Three decades of research into a cult figure of French literature has earned Professor Marc Lapprand one of France’s highest honours for culture and education.

In March, the Department of French Chair was made a chevalier (knight) of the Ordre des Palmes académiques, a national order of France for distinguished academics that was originally founded by the Emperor Napoléon.

Lapprand received the distinction for his work on the French modernist writer Boris Vian, whom Lapprand described as a “blend of Lewis Carroll, Richard Brautigan and James Joyce, if compared to an English speaking writer." Lapprand was also praised for his significant contribution as a professor to the promotion of French culture outside of France.

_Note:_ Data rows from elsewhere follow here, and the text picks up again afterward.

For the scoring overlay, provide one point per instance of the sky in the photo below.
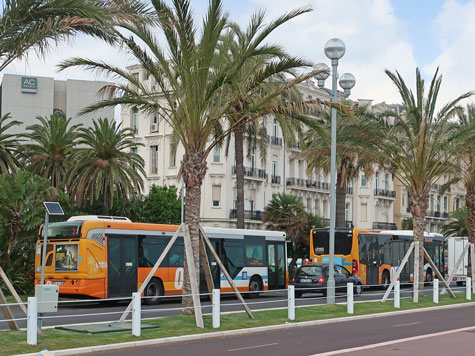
(379, 34)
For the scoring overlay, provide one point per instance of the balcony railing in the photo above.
(248, 214)
(253, 172)
(307, 183)
(348, 223)
(437, 214)
(276, 141)
(385, 193)
(275, 179)
(384, 226)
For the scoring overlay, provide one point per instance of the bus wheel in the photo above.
(429, 275)
(386, 280)
(255, 286)
(154, 289)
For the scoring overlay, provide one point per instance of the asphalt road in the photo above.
(97, 311)
(311, 340)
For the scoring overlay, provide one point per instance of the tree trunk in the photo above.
(239, 155)
(340, 220)
(419, 203)
(470, 202)
(193, 170)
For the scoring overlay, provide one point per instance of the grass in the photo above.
(14, 342)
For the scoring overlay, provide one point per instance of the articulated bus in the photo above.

Vian wrote 10 novels, three books of poetry, more than 60 short stories, 10 theatre plays, half a dozen operas, more than 30 "movie scenarios," three volumes on jazz and about 500 songs before dying in 1959 at age 39.

"I wrote my PhD thesis on him, which I defended in 1989. I've been working on him for 30 years," Lapprand says.

Lapprand, who specializes in 20th-century French literature, says Vian has cult status in France, especially among young people. In 2010, leading French publisher Gallimard published a critical edition of Vian's work, which included his entire prose works along with more than 1200 footnotes. Over four years, Lapprand supervised the team that produced the highly regarded Gallimard edition, which has gone onto sell more than 40,000 copies.

"These books will appeal to erudite readers or very curious readers. It contains a load of information you don't normally get in a published book," he says. "It is by far my most published achievement."

Lapprand has published three books on Vian, as well as 14 articles and more than 20 prefaces or introductions for other scholarly works on the writer. Lapprand will be awarded his medal at an official ceremony in September.

"It's an unexpected recognition but I'll take it. I'm very pleased for the department and for the faculty as well," he says.

Two other former members of the French Department have received the honour in the past, Barrie Beardsmore and Danielle Thaler.